Giften voor kosten waarvoor bijzondere bijstand mogelijk is, worden niet gerekend tot de middelen waarmee bij de bijstand rekening wordt gehouden. Dit is ook het geval als de bijzondere bijstand een tot een bepaald bedrag de kosten vergoedt en de gift hoger is. Als er geen bijzondere bijstand mogelijk is maar de kosten zijn wel noodzakelijk, kan de gift eveneens vrijgelaten worden als deze de levensstandaard niet verhoogt. Dit is bijvoorbeeld het geval als de belanghebbende een gift ontvangt voor het aanschaffen van noodzakelijke hulpmiddelen zoals bijvoorbeeld een scootmobiel, of als de medische kosten uit bijstandsoogpunt niet noodzakelijk zijn maar wel wenselijk.

Als de gift bestemd is voor de algemeen noodzakelijke kosten van het bestaan dan wel ter vrije besteding is, geldt dit artikel niet.
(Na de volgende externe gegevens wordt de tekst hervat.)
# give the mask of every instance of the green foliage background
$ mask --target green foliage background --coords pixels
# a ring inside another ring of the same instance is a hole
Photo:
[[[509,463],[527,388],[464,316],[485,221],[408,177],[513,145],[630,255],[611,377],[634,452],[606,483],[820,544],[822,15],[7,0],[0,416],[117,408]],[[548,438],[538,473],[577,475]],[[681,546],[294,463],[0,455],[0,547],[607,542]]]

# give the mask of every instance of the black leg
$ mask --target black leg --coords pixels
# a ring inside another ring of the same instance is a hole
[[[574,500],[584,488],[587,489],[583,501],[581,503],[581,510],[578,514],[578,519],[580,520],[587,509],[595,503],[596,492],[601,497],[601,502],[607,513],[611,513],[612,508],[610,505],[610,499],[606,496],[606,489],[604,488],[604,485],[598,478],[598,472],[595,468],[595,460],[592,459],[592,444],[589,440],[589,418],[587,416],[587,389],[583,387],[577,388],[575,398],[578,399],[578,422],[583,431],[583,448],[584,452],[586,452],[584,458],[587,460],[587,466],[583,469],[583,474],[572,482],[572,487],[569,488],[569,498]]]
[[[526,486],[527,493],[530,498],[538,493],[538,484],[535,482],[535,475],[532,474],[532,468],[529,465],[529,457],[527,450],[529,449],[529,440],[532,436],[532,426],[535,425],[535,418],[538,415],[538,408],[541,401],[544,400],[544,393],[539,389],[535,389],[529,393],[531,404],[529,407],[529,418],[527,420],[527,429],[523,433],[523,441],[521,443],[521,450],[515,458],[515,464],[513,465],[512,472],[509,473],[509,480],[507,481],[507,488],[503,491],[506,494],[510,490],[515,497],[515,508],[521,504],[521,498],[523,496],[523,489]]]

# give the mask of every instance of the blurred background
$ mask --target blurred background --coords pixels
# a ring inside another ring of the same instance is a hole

Door het onverplicht karakter is er voldoende reden om onverplichte verstrekkingen van werkgevers aan werknemers buiten beschouwing te laten. Te denken valt bijvoorbeeld aan een kerstpakket, tegoed- bonnen of een bedrag met de kerst etc. Verstrekkingen van de voedselbank, speelgoedbank en de kledingbank worden niet als middel aangemerkt. Wanneer de gift hoger is of wordt dan het maximum, bestaat er een meldingsplicht met uitzondering van giften zoals een voedselpakket van de Voedselbank of een laptop van Stichting Leergeld.

Artikel 4 

Giften die hoger zijn dan het maximum en niet vallen onder artikel 2 worden als middelen in aanmerking genomen. Is de gift periodiek dan wordt het meerdere als inkomen gezien en maandelijks op de uitkering in mindering gebracht. Een eenmalige gift boven het maximum wordt tot het vermogen gerekend. Wanneer de belanghebbende daardoor boven het vrij te laten vermogen komt, zal er eerst ingeteerd moeten worden.

Artikel 5 

De Participatiewet biedt maar beperkte mogelijkheden tot bijstandsverlening in schulden. Het hebben van problematische schulden is in algemene zin een belemmering in het sociaal functioneren. Als familie hierin de bijstandsgerechtigde tegemoet wil komen, worden deze bedragen in beginsel niet als middel in aanmerking genomen. Het artikel geldt alleen voor schulden die voor aanvang van de bijstandsverlening zijn gemaakt. Tijdens de bijstand gemaakte schulden aflossen met een gift, zou feitelijk betekenen dat de belanghebbende een suppletie boven de bijstandsnorm krijgt waardoor hij/zij in een financieel betere positie komt, dan een belanghebbende die tijdens de bijstand geen schulden maakt. De gemeente zou hiermee de indruk kunnen wekken aan inkomenspolitiek te doen.